Ogni nota nella sua musica è essenziale e indispensabile al tempo stesso, una continua ricerca del "minimo" come forma solida dell'arte musicale. Una ricerca melodica che fonde elementi del folk scandinavo a musiche etniche di derivazione africana e caraibica. Lui è Tord Gustavsen, pianista norvegese tra i più affermati e interessanti della scena jazz europea contemporanea.

Vincitore, a marzo di quest'anno, del premio Spellemannsprisen per il jazz (Grammy Award norvegese), è salito alla ribalta internazionale nel 2003 grazie a Changing Places, album di debutto del suo trio per l'etichetta ECM.

È nato a Oslo il 5 ottobre 1970 e si è formato nel leggendario Jazz Department del Conservatorio di Trondheim, approfondendo però anche aspetti teorici della musica con un dottorato in Musicologia - incentrato sulla psicologia dell'improvvisazione, la teoria musicale e l'estetica generale - presso l'Università di Oslo. La sua precedente formazione accademica, con studi in sociologia, psicologia e storia delle religioni, è così confluita negli studi musicologici e, affiancata all'intuitività del musicista, lo rendono oggi un musicista di grande personalità e spessore, in grado di affiancare l'insegnamento della musicologia all'università di Oslo all'attività di musicista di levatura internazionale.

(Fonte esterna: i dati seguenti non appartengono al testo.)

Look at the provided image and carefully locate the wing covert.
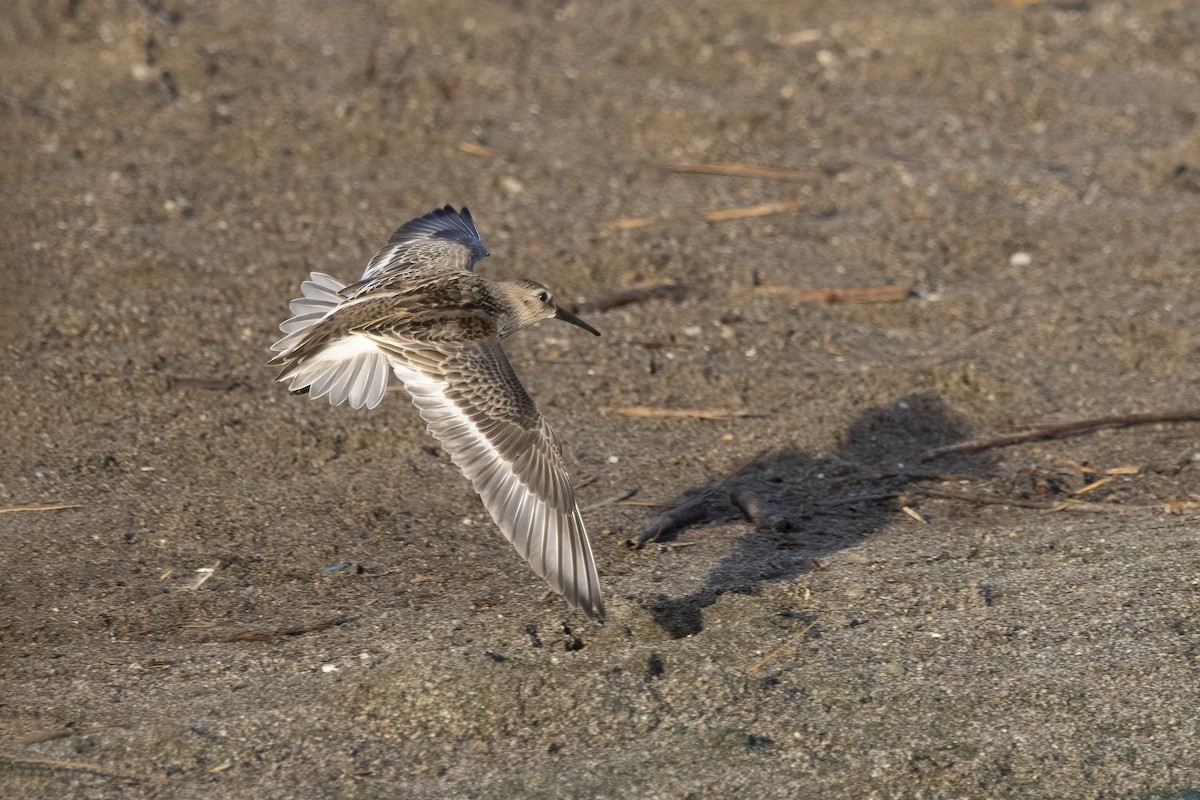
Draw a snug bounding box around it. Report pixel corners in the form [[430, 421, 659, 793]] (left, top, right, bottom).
[[353, 206, 490, 291]]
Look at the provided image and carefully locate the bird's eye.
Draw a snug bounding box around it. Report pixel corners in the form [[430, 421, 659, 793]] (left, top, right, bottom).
[[537, 291, 550, 303]]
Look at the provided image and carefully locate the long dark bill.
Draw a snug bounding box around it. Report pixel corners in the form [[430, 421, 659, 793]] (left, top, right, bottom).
[[554, 305, 601, 336]]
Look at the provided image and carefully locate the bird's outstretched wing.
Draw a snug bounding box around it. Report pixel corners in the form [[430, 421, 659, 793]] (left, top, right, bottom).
[[348, 205, 489, 294], [373, 336, 605, 621]]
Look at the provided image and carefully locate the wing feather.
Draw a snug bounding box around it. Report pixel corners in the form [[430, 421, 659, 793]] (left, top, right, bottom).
[[380, 338, 604, 620], [349, 206, 490, 293]]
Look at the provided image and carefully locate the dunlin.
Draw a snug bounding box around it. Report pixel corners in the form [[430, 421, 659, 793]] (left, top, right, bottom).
[[269, 206, 605, 620]]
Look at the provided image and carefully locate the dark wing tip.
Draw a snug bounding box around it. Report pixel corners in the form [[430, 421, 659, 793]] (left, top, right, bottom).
[[388, 205, 489, 265], [453, 206, 489, 257]]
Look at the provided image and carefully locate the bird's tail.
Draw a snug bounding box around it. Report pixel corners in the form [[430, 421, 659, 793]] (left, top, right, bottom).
[[269, 273, 392, 409]]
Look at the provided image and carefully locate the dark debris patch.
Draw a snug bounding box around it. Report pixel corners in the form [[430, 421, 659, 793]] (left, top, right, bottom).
[[524, 624, 542, 648], [646, 653, 665, 680]]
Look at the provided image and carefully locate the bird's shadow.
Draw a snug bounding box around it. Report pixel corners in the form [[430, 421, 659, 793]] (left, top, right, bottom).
[[641, 393, 993, 638]]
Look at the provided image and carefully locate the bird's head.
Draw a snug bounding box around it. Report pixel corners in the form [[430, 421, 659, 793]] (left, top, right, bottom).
[[498, 280, 601, 338]]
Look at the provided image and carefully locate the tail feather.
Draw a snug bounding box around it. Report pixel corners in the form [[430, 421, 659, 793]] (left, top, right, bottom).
[[279, 312, 327, 335], [288, 272, 346, 316], [271, 272, 392, 409]]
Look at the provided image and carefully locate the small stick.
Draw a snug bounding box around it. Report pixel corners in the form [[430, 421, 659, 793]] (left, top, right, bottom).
[[704, 201, 801, 222], [730, 489, 791, 530], [874, 470, 981, 482], [581, 487, 639, 514], [457, 141, 502, 159], [600, 406, 751, 420], [579, 283, 687, 313], [279, 615, 354, 637], [747, 620, 819, 673], [1073, 476, 1115, 495], [636, 448, 771, 547], [750, 283, 911, 304], [599, 217, 656, 230], [12, 729, 74, 746], [364, 31, 382, 82], [921, 410, 1200, 460], [729, 489, 766, 525], [166, 377, 240, 391], [916, 488, 1148, 513], [0, 504, 80, 514], [655, 161, 821, 182], [774, 29, 823, 46], [222, 630, 280, 644], [0, 751, 154, 781], [1045, 501, 1160, 514], [815, 492, 902, 508], [915, 487, 1057, 509], [218, 616, 353, 643], [634, 495, 711, 548]]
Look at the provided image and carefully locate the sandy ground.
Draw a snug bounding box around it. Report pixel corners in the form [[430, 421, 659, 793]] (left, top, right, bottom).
[[3, 0, 1200, 797]]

Cresciuto al fianco della cantante Silje Nergaard, ha iniziato la carriera solistica nel 2003 con il suo trio e, dopo una trilogia terminata nel 2007 con Being There, ha deciso di ampliare il suo ensemble. Proprio con questo nuovo ensemble, estensione naturale del precedente trio che vede l'ingresso del sassofonista Tore Brunborg e della voce straordinaria di Kristin Asbjørnsen, ha di recente pubblicato Restored, Returned. sempre per la ECM.

All About Jazz: Come nasce Tord Gustavsen pianista?

Tord Gustavsen: Molto presto, mio padre suonava il pianoforte. Suonava molto a casa e io mi sedevo sulle sue ginocchia: è così che abbiamo iniziato ad improvvisare insieme, spesso mi raccontava storie e suonava delle vere e proprie ninnananne. Ho iniziato così, mi sono trovato dentro la musica come in un campo da gioco e d'esplorazione, senza dovermi preoccupare di evitare le note sbagliate...

AAJ: E al jazz come sei arrivato?

T.G.: Dipende molto da cosa si intende per jazz. Ho iniziato a improvvisare molto presto, ma se intendi la tradizione del jazz afroamericano in senso stretto, direi che ho iniziato a farlo solo nel periodo della tarda adolescenza. Ho suonato musica classica, composto musica mia, nel corso degli anni ho suonato molto all'interno delle chiese e con i cori, e poi, quando ho iniziato a scoprirlo, il passaggio al jazz è stato molto naturale...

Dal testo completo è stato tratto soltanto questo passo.